Et de pourvuivre: «Pour développer l’inclusivité, l’agenda sur les Droits Humains, sur les genres et sur la diversité est crucial. Nous avons développé un Human Rights Navigator, axé surtout sur les PME. Nous avons établi une collaboration stratégique forte avec UN Women (l’entité des Nations Unies pour l’égalité des sexes et l’autonomisation des femmes, ndlr). Dès 2023, la WJI 2030 a lancé un partenariat avec UN Women pour tester un outil d’évaluation de l’impact du genre dans la chaîne d’approvisionnement de l’industrie, dans le cadre d’un programme pilote. Neuf membres, dont Cartier, Gucci, Swarovski, et Monica Vinader, y ont participé. La WJI 2030 et UN Women ont ainsi publié une étude de cas sur le thème, Case Study on Gender-Responsive Procurement. On y trouve de nombreux avis éclairés, des méthodes et des recommandations pour permettre aux entreprises de progresser sur l’égalité des genres. Nous avons aussi publié notre rapport sur les Pratiques émergentes pour la mise en place des principes de l’Autonomisation des Femmes. Quatorze tendances de fond y sont identifiées par les pionniers et les premiers utilisateurs de l’industrie. Des marques telles que Chanel, Gucci, Pomellato, Mejuri, et des initiatives comme l’Initiative pour les Femmes de Cartier ont fait des progrès significatifs pour intégrer les WEPs (Women Empowrement Principles, ndlr) dans leurs opérations, offrant ainsi des informations précieuses susceptibles d’élargir l’adoption de ces principes.»

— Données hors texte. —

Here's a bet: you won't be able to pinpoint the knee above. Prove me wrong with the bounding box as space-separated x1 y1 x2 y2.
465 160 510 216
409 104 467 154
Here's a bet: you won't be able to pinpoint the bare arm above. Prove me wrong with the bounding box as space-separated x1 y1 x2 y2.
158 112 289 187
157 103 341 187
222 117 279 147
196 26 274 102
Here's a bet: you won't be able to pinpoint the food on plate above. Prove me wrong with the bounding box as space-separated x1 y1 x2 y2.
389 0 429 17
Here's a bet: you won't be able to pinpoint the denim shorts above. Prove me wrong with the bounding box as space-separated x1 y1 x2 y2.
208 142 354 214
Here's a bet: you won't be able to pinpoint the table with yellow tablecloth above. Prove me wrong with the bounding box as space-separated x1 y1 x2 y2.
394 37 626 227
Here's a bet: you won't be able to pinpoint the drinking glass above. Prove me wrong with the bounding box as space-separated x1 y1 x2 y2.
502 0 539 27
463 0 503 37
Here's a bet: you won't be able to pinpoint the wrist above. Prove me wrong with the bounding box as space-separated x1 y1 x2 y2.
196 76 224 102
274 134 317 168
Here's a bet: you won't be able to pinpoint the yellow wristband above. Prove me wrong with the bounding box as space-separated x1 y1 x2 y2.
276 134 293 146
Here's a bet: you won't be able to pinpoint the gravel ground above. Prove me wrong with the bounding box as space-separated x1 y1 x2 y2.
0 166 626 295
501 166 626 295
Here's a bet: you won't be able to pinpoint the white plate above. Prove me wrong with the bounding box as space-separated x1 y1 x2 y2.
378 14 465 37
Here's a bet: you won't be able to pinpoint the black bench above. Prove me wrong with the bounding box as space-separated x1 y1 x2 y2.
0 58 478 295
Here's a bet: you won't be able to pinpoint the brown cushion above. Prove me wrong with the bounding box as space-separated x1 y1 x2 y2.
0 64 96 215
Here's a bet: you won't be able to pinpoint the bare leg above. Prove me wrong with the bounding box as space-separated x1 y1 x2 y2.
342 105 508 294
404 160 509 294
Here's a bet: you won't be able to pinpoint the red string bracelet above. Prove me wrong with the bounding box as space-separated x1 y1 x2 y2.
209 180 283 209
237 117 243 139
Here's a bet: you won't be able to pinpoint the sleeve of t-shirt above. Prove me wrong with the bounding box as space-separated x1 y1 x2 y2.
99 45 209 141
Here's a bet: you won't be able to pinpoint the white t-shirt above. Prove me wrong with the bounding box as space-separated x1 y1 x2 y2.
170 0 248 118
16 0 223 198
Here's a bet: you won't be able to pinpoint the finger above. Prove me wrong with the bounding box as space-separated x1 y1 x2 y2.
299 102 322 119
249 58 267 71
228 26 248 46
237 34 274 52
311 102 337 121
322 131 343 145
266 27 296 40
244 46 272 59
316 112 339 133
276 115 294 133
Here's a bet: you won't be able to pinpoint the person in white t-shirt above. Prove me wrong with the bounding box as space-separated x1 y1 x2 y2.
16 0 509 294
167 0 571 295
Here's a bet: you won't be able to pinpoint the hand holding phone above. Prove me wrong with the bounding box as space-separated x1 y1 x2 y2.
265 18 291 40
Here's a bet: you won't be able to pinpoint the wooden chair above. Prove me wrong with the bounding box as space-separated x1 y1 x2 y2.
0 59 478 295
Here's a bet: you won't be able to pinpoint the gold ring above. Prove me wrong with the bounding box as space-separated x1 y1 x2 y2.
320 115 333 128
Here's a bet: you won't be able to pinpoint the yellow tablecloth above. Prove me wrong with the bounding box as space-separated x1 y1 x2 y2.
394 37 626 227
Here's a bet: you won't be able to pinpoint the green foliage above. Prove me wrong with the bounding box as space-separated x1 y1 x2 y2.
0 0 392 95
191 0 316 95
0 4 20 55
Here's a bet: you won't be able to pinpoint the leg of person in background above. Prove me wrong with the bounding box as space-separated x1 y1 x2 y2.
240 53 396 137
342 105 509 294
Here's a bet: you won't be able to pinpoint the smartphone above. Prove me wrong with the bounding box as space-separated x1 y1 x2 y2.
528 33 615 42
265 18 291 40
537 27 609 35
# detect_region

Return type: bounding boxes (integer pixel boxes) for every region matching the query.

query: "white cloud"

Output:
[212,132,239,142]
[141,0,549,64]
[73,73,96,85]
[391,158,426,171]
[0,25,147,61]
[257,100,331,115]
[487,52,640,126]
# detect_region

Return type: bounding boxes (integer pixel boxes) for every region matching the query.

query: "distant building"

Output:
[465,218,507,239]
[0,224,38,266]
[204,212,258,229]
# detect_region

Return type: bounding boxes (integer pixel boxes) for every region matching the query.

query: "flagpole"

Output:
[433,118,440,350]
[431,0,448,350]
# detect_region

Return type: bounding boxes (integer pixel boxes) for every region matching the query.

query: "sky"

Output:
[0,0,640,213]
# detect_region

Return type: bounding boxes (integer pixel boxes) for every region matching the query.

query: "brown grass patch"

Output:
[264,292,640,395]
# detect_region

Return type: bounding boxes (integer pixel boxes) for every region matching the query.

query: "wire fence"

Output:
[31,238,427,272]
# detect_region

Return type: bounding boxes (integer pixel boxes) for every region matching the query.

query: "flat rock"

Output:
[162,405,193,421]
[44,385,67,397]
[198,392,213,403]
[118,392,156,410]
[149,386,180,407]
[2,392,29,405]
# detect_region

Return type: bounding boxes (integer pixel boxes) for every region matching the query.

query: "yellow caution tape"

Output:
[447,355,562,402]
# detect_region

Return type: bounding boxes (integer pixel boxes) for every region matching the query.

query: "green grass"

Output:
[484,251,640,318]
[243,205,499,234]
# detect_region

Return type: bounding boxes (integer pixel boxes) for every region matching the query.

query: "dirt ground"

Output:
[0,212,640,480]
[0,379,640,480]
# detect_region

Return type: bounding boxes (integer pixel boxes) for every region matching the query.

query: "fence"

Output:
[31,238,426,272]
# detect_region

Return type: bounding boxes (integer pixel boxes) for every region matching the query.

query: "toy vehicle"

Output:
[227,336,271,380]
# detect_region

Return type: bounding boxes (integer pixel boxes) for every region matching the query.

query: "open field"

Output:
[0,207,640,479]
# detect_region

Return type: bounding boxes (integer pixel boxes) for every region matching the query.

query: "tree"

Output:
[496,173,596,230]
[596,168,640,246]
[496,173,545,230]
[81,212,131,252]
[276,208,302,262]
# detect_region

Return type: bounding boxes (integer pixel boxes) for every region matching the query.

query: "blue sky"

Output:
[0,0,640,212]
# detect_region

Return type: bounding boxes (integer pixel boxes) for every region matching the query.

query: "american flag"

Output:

- L’équipe de WJI 2030, de gauche à droite, Emilie Van Landeghem, Iris Van der Veken, Mia Benedettini la Maison de la Paix à Genève.
«Nous testons également un programme pilote sur la CS3D (Corporate Sustainability Due Diligence Directive, ndlr) avec 14 entreprises dont Chanel, Cartier, Audemars Piguet, Swarovski, Rosy Blue, Dimexion et d’autres, explique Iris Van der Veken. Ceci en vue de se préparer pour les besoins de conformité à venir. Nous souhaitons user de la conformité pour développer la capacité des entreprises à appliquer des changements systémiques. C’est une véritable opportunité pour avancer non seulement sur la transparence de la chaîne d’approvisionnement, mais plus largement sur l’ensemble de la chaîne de valeur. Ceci montre à quel point les collaborations multilatérales sont critiques. Nous travaillons étroitement avec Deloitte Suisse sur une Route Transformatrice pour la Diversité et l’Inclusion. Nous avons créé une Feuille de Route vers le Salaire Vital et nous travaillons sur l’engagement des Mines Artisanales et de petite échelle, avec la Swiss better Gold Association, Impact, ARM et Pact.»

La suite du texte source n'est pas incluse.